During the Second World War, two RAF Hawker Hurricane fighters crashed in the wood and some hollows visible in the wood are bomb craters. A wooden sculpture of a crashed Hurricane lies just west of Faesten Dic, carved by local sculptor Peter Leadbeater.

==Joyden's Wood Estate==
Joydens Wood Estate is home to several thousand people. Amenities include a post office, butcher, pharmacy, library, petrol station as well as local infant and junior schools. Community groups that meet at the Joydens Wood Community Centre in Birchwood Drive include a pre-school, a Women's Institute and a table tennis club. St Barnabas' Church in Tile Kiln Lane has a multi-purpose building used both by the church and community groups.

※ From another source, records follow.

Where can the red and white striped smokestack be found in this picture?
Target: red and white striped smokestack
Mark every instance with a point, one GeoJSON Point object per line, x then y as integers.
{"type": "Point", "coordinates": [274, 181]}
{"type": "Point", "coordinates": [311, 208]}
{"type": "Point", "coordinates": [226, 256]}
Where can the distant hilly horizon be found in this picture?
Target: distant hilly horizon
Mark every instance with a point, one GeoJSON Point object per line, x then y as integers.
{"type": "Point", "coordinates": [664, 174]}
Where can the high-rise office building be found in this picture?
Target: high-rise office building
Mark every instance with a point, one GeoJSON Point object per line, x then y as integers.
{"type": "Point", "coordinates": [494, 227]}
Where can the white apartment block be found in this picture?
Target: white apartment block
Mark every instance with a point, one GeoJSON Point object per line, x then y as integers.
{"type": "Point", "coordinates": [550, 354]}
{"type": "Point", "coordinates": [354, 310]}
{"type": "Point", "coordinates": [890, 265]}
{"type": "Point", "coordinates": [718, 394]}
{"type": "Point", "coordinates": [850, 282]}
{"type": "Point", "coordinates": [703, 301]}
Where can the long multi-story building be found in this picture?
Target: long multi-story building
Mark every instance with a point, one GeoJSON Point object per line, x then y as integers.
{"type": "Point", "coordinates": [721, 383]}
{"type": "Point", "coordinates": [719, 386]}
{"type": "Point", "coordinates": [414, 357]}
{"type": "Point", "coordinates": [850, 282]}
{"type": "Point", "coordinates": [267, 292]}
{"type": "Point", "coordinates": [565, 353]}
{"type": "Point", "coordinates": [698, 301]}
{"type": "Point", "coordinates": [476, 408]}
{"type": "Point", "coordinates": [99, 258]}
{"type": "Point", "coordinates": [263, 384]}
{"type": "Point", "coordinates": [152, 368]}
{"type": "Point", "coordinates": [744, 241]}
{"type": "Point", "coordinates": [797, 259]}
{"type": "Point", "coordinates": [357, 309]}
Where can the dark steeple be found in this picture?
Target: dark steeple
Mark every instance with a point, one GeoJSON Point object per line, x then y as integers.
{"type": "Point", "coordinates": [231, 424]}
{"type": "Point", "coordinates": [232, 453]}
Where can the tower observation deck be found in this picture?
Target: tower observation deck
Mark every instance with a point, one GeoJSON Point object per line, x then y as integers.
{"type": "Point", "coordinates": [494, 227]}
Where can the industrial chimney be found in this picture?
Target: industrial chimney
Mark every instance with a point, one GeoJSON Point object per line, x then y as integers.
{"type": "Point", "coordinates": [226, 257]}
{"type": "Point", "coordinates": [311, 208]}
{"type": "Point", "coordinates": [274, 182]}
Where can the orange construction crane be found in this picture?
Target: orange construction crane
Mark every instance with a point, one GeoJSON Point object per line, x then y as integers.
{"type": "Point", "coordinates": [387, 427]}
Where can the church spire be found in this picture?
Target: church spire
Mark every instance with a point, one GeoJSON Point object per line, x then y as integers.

The scouts and guides have a hall; there is also a Freeholders' Association.
Local authority administration of the estate is split between the London Borough of Bexley within Greater London and the Borough of Dartford within Kent.

== Demography ==
According to the 2011 census, 86% of the population is White British.

==Transport==
===Rail===
The nearest National Rail station to Joyden's Wood is Bexley, located 1.8 miles away.

===Buses===
Joyden's Wood is served by Go-Coach route 429 (Monday to Saturday) to Dartford and to West Kingsdown via Swanley and London Buses route B12 to Erith via Bexley & Bexleyheath.

==Nearby areas==
Joyden's Wood borders Dartford to the north, Wilmington to the north east and east, Hextable to the south east, Swanley to the south, Ruxley to the south west, North Cray to the west and Bexley to the north west.